Jorge Sánchez “El Gallo”: el diputado de Tabasco que desplazó a los morenistas de Yucatán.
Cada proceso electoral deja lecciones y también agravios políticos que la militancia difícilmente olvida. Uno de ellos en Yucatán tiene nombre y apellido: Jorge Sánchez Reyes, “El Gallo”, un político identificado con el grupo tabasqueño de la Cuarta Transformación que terminó ocupando una diputación federal que muchos militantes consideraban debía corresponder a un perfil surgido del propio estado.
La pregunta que sigue resonando entre numerosos morenistas yucatecos es sencilla: ¿cómo fue que un político con trayectoria ligada a Tabasco terminó representando a los ciudadanos de Yucatán en la Cámara de Diputados, mientras cuadros locales con años de trabajo territorial fueron relegados?
Para muchos militantes la respuesta está en las relaciones políticas construidas alrededor del círculo cercano del obradorismo. Mientras cientos de fundadores, activistas y operadores de Morena en Yucatán recorrían calles, defendían el movimiento y enfrentaban procesos electorales difíciles, la candidatura terminó en manos de un personaje que no surgió de las bases yucatecas.

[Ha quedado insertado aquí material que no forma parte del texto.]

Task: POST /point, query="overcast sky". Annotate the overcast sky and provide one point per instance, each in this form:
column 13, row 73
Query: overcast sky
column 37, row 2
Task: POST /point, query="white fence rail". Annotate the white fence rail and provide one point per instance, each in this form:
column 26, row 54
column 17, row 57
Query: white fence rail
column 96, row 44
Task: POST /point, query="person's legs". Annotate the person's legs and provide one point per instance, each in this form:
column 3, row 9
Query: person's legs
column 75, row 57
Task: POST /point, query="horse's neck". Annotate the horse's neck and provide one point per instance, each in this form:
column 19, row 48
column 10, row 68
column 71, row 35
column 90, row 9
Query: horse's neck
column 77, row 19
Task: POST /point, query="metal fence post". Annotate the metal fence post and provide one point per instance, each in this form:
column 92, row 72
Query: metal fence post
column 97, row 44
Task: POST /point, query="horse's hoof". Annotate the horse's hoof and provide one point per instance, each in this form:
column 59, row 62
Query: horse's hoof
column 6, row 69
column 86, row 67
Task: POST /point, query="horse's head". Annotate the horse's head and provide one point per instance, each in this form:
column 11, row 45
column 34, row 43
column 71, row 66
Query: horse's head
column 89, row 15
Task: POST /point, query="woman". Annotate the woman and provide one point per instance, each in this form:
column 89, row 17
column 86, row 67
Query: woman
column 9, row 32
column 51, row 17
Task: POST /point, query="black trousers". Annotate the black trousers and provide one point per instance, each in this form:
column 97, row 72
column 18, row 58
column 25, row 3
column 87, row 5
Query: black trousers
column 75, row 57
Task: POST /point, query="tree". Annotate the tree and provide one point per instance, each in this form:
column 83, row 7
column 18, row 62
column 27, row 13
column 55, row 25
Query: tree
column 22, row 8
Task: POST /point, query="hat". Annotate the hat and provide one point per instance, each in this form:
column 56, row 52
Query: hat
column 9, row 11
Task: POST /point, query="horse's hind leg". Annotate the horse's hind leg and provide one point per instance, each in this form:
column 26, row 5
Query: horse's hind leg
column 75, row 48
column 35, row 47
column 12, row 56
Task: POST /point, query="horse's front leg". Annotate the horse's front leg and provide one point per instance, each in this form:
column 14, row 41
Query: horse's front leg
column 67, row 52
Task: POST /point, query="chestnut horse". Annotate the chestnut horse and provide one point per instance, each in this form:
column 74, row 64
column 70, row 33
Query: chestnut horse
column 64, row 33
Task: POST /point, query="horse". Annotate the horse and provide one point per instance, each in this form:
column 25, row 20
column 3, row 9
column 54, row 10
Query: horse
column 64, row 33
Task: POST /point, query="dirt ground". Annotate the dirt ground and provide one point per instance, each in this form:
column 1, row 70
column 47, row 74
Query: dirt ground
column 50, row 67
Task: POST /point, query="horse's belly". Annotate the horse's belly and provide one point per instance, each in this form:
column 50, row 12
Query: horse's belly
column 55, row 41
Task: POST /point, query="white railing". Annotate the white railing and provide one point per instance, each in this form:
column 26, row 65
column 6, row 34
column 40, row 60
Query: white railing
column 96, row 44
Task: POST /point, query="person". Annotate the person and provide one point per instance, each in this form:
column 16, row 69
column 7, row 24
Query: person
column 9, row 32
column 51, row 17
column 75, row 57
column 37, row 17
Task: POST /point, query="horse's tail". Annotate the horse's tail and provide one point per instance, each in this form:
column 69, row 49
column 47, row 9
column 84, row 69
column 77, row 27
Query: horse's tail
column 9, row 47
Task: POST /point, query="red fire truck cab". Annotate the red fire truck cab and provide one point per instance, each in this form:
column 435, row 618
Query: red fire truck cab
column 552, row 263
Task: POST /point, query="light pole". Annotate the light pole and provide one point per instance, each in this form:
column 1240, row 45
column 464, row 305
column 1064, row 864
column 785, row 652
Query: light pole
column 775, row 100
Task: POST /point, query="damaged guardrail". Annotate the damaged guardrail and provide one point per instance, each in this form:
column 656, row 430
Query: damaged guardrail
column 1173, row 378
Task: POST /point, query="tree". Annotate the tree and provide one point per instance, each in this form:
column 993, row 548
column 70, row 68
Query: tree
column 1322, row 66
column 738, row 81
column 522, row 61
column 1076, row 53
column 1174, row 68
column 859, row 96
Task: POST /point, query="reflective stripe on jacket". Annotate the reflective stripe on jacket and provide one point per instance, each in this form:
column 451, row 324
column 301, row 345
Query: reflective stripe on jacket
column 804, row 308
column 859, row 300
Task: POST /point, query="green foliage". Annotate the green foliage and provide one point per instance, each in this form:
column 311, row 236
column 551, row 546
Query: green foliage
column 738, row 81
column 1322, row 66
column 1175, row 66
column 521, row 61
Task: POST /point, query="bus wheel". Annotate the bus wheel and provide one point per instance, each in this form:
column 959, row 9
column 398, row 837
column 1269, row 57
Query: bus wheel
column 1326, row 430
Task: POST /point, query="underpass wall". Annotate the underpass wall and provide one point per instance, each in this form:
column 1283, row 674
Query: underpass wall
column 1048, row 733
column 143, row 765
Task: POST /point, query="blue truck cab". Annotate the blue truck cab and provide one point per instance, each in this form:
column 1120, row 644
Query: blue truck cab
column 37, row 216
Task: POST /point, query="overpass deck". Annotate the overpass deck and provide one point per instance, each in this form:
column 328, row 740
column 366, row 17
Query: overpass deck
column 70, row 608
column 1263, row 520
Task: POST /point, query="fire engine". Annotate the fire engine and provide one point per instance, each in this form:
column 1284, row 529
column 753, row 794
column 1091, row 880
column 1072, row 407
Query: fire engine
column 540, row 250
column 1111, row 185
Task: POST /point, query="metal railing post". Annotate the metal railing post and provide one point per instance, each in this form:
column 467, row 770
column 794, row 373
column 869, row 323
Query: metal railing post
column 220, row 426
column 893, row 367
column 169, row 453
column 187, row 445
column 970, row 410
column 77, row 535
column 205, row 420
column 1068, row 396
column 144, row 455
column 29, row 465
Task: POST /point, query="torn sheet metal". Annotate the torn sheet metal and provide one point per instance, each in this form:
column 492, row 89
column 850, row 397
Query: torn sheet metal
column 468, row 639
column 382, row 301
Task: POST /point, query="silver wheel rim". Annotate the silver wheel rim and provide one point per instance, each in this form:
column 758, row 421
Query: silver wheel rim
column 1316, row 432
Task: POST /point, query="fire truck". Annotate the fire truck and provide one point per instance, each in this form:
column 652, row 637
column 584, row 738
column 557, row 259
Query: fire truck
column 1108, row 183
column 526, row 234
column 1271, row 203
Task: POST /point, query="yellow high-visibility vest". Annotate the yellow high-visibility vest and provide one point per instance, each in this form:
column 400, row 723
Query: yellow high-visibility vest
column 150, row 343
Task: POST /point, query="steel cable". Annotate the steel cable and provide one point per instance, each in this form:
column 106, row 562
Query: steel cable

Lo más preocupante es que, después de ocupar el cargo, los resultados siguen siendo difíciles de identificar para gran parte de los ciudadanos. Más allá de los recorridos, las fotografías, las asambleas y la promoción constante de la llamada “Ruta del Gallo”, la pregunta continúa sin respuesta: ¿qué beneficios concretos obtuvo Yucatán gracias a la gestión de Jorge Sánchez?
¿Qué inversión histórica gestionó para Progreso?

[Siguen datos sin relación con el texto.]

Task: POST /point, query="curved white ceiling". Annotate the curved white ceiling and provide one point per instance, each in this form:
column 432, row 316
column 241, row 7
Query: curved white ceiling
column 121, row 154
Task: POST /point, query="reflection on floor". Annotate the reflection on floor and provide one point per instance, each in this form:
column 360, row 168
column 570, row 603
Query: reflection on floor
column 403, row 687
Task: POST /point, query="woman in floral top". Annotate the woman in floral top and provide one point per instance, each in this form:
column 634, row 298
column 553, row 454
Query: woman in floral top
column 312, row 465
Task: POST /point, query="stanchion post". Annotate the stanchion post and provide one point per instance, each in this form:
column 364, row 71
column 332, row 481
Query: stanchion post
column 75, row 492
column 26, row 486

¿Qué proyecto estratégico impulsó para el Distrito 2 Federal?
¿Qué recursos extraordinarios consiguió para los pescadores?
¿Qué iniciativa legislativa trascendental promovió específicamente para atender las necesidades de los yucatecos?

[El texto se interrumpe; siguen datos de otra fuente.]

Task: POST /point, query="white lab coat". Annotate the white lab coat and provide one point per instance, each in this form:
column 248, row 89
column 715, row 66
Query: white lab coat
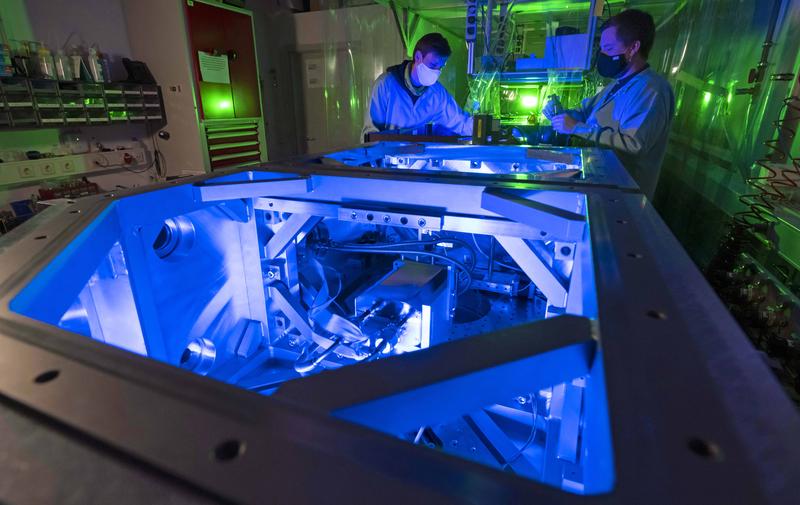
column 634, row 122
column 392, row 107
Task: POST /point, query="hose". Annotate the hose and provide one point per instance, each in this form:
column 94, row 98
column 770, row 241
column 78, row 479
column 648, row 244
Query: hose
column 771, row 187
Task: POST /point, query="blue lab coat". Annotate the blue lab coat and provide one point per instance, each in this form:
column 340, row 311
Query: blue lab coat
column 394, row 106
column 634, row 121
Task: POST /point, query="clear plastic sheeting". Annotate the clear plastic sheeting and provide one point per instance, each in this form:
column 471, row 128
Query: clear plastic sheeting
column 708, row 50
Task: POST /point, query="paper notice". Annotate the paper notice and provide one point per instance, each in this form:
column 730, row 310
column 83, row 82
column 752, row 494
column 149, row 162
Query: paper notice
column 315, row 77
column 213, row 68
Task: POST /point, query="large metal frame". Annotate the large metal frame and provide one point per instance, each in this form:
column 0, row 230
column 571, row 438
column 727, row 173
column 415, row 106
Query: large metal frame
column 695, row 415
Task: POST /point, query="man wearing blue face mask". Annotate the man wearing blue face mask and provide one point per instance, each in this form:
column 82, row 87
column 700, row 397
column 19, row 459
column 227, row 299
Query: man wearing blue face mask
column 408, row 95
column 631, row 115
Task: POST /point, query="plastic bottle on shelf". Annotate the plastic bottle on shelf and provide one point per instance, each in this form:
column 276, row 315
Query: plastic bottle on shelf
column 77, row 65
column 95, row 67
column 46, row 64
column 105, row 64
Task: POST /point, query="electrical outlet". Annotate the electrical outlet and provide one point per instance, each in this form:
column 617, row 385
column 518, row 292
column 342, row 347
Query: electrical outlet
column 48, row 168
column 67, row 166
column 26, row 171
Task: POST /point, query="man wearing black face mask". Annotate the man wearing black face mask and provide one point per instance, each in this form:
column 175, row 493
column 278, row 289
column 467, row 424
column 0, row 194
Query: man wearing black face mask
column 631, row 115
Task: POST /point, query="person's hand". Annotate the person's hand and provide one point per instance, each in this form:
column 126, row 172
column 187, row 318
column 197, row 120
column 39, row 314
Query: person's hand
column 550, row 109
column 564, row 123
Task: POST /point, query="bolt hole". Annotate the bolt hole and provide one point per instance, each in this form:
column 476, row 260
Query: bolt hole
column 705, row 449
column 229, row 450
column 47, row 376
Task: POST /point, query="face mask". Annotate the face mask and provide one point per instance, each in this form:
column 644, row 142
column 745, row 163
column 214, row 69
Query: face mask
column 426, row 75
column 611, row 66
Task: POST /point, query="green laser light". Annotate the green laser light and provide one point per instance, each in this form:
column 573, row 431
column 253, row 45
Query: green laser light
column 529, row 101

Son preguntas legítimas que acompañan cada intento de posicionamiento rumbo a una eventual reelección.
Hoy, mientras el diputado multiplica reuniones y asambleas en colonias de Progreso, muchos ciudadanos observan con escepticismo una estrategia que parece más orientada a construir una nueva candidatura que a rendir cuentas sobre los resultados obtenidos.
El problema no es su lugar de nacimiento. El problema es la representación. Porque cuando un estado tiene mujeres y hombres preparados, con arraigo, conocimiento de la cultura local y décadas de trabajo político en la entidad, resulta inevitable preguntarse por qué se privilegian perfiles externos por encima de quienes conocen de primera mano las necesidades de Yucatán.
Los yucatecos merecen representantes que lleguen al Congreso por méritos propios, por trabajo con las bases y por conocimiento profundo de la realidad estatal, no únicamente por respaldos políticos construidos lejos de la península.
Si Jorge Sánchez aspira a continuar en el cargo, la discusión ya no debe girar alrededor de cuántas asambleas organiza ni cuántas fotografías publica. Debe centrarse en algo mucho más simple: ¿qué cambió para los yucatecos gracias a su presencia en la Cámara de Diputados?
Porque al final, los cargos públicos no son patrimonio de grupos políticos ni de relaciones personales. Son espacios que pertenecen al pueblo, y el pueblo tiene derecho a exigir resultados.